On April 17, the U.S. Supreme Court issued its unanimous decision in Cunningham v. Cornell University. The decision, closely watched by the ERISA crowd, is not good news for plan sponsors or fiduciaries.
The issue addressed by the Court is what claims must be alleged for a fiduciary suit to be viable. Under Section 406 of ERISA, a prohibited transaction occurs if a fiduciary causes a plan:
(i) “to engage in a transaction.”
(ii) that the fiduciary “knows or should know…constitutes a direct or indirect… furnishing of goods, services, or facilities.”
(iii) “between the plan and a party in interest.”
Elsewhere in ERISA (Section 408), the law backtracks a bit and states that a prohibited transaction under Section 406 becomes permitted if only reasonable fees are paid.
The core question was whether a plaintiff need only (plausibly) allege (i)-(iii) above for the case to proceed (and, once filed, the defendant can use the reasonableness of the fees as a defense) or whether a valid claim is only stated if the plaintiff also makes a plausible allegation that the fees paid were not reasonable. In Cunningham, the court ruled that (i)-(iii) are enough to state a cause of action, and the fiduciary can then use reasonableness as a defense.

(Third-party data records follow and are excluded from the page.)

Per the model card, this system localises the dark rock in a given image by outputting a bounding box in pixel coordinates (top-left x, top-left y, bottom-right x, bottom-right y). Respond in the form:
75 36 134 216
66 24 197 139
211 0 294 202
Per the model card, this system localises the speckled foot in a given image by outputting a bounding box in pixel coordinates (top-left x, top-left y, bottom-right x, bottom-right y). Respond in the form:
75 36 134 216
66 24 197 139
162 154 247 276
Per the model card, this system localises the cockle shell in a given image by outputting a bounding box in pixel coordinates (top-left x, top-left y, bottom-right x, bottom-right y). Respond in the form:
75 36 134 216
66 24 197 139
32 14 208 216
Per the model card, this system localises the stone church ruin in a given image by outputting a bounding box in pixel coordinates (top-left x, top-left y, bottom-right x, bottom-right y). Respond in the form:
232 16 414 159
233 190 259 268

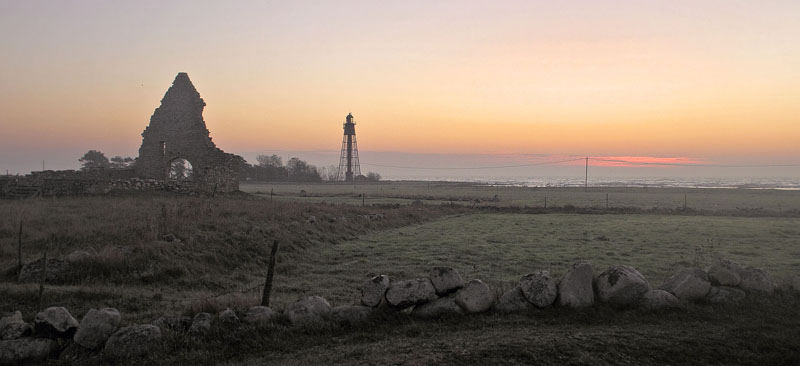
0 72 244 198
134 72 242 192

The problem is that once a viable claim (as now defined in Cunningham) is filed, plan fiduciaries must engage in the costly process of defending their actions by demonstrating the reasonableness of the fees. And, once fiduciaries have the burden of defending the fees, the more likely it is that plaintiffs extract a settlement (regardless of the merits of the claim). Since the plaintiffs’ game is to sue to settle, this case gives plaintiffs a better hand in settling cases (because the cases are now harder to dismiss).
Note: This case affects all ERISA plans and ERISA fiduciaries. This litigant (Cornell) is a university, so some discussions frame this as a university matter. However, it affects every ERISA fiduciary.
The Rationale
The Court’s rationale was based on some fundamental rules of civil procedure and statutory interpretation, and had nothing to do with the adverse impact on plans. Hence, the unanimous decision.
The Court focused on the structure of Sections 406 and 408. Under Section 406, a prohibited transaction occurs when the three elements specified in Section 406 occur: a transaction…for goods or services…between a plan and a party in interest. Looking at Section 406, those are the only things that need to be alleged for a case to proceed. The fact that Congress then stated, in Section 408, that such a transaction is exempt from the prohibition on prohibited transactions means that the reasonableness of the fees is an affirmative defense—a defense that must be raised and ultimately proven by the defendants (i.e., the plan fiduciaries). As stated by the Court:
In particular, when a statute has “exemptions laid out apart from the prohibitions,” and the exemptions “expressly refe[r] to the prohibited conduct as such,” the exemptions ordinarily constitute “affirmative defense[s]” that are “entirely the responsibility of the party raising” them.
The Consequences
The Court acknowledged Cornell’s concern that, as a result of this decision:
[If plaintiffs only need to plead the three elements of Section 406]…plaintiffs could too easily get past the motion-to-dismiss stage and subject defendants to costly and time-intensive discovery. Such meritless litigation, respondents claim, would harm the administration of plans and force plan fiduciaries and sponsors to bear most of the associated costs. These are serious concerns, but they cannot overcome the statutory text and structure. Here, Congress “set the balance” in “creating [an] exemption and writing it in the orthodox format of an affirmative defense,” so the Court must “read it the way Congress wrote it.”
Interestingly, after acknowledging these risks, the Court then suggested ways that the courts—and fiduciaries—could address “meritless” cases. For example, the Court noted that if defendants answered a complaint by showing the reasonableness of fees, Federal rules of civil procedure allowed a trial court to “insist that the plaintiff’ file a reply, “‘put[ting] forward specific, nonconclusory factual allegations’” showing the exemption does not apply… Lower courts may then dismiss the suits of those plaintiffs who cannot plausibly do so.
The Court also noted that district courts can dismiss cases if there is no injury alleged—in effect, if fees are reasonable and take other actions, such as sanctioning attorneys or imposing costs.
Time will tell whether these suggestions are effective. But, in the meantime, we can expect the wave of fiduciary lawsuits to keep rolling in.